Electronic discovery. This was the use that kept coming to my mind as I tested dtSearch, an immensely fast and powerful desktop and enterprise search tool. Its marketing tagline is, “Instantly search terabytes of text.” I can’t vouch for terabytes, but after testing it on a single laptop, I can say it is the fastest desktop search tool I’ve ever used. More importantly, it has the broadest range of search options of any desktop search tool I’ve used, with more than two dozen indexed, unindexed, fielded and full-text search options.
Its power and versatility were the reasons I kept thinking of e-discovery as I tested dtSearch. The Dec. 1 amendments to the Federal Rules of Civil Procedure underscore the obligation of parties in litigation to provide electronic data in discovery. That means finding the data. And finding it requires a powerful and versatile search tool. Obviously, for large-scale e-discovery projects, lawyers would want to bring in professional consultants. But for e-discovery on a smaller scale, a tool such as dtSearch could prove invaluable.
The variety of search types is impressive. dtSearch allows:
- Phrase searching finds phrases such as: due process of law.
- Boolean operators and/or/not can join search words and phrases: due process of law and not (equal protection or civil rights).
- Proximity searching finds a word or phrase within a number of words of another word or phrase: apple pie w/38 peach cobbler.
- Directed proximity searching finds a word or phrase within a number of words before another word or phrase: apple pie pre/38 peach cobbler.
- Phonic searching finds words that sound alike, like Smythe in a search for Smith.
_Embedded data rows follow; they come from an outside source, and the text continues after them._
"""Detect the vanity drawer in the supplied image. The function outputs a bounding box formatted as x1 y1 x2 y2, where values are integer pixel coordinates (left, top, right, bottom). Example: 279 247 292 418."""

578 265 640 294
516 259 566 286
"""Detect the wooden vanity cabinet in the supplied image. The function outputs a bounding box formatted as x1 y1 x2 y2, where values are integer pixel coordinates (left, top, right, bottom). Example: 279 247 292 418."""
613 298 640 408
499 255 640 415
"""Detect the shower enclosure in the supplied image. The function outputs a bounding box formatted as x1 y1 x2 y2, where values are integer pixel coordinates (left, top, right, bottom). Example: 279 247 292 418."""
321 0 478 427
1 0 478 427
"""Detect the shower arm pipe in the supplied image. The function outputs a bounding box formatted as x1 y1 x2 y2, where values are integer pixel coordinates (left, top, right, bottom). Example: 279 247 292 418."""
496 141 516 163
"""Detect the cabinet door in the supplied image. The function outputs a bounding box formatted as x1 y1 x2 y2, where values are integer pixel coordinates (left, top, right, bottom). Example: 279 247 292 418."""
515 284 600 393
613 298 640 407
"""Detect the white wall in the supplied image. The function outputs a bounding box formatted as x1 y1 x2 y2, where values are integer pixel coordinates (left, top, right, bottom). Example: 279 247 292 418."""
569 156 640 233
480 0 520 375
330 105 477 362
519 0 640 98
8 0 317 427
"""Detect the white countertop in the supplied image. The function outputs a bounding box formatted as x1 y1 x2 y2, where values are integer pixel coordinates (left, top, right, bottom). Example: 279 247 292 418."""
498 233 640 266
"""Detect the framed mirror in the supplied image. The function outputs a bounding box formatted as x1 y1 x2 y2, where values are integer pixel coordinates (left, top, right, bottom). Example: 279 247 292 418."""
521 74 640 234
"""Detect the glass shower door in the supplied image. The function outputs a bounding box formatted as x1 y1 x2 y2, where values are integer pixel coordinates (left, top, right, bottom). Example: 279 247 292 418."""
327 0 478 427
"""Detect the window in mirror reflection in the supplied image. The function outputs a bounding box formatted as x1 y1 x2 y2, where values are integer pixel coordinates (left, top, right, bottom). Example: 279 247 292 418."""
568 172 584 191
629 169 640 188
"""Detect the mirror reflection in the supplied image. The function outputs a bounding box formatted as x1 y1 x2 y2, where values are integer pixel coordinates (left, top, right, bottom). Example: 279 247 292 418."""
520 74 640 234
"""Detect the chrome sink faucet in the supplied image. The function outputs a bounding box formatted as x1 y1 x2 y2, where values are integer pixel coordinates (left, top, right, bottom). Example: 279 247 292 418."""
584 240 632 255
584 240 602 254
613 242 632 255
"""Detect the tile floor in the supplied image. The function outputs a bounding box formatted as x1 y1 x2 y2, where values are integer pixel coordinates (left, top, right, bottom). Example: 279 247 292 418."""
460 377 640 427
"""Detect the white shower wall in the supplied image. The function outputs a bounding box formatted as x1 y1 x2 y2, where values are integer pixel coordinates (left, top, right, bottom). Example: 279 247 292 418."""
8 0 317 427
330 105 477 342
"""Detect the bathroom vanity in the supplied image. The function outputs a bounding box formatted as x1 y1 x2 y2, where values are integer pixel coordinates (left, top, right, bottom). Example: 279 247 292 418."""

- Stemming finds variations on endings, such as applies, applied, applying in a search for apply.
- Numeric range searching finds any number between two numbers, such as between 6 and 36.
- Creation of macros to include frequent terms in a search request.
- Wildcard support allows ? to hold a single letter place, and * to hold multiple letter places: apple* and not appl?sauce.
- Fuzzy searching, to find words even if they are misspelled. The use can tune this feature to greater and lesser degrees of “fuzziness.”
- Concept, synonym and thesaurus searching. For example, search for “fast” and find “quick” and “speedy.”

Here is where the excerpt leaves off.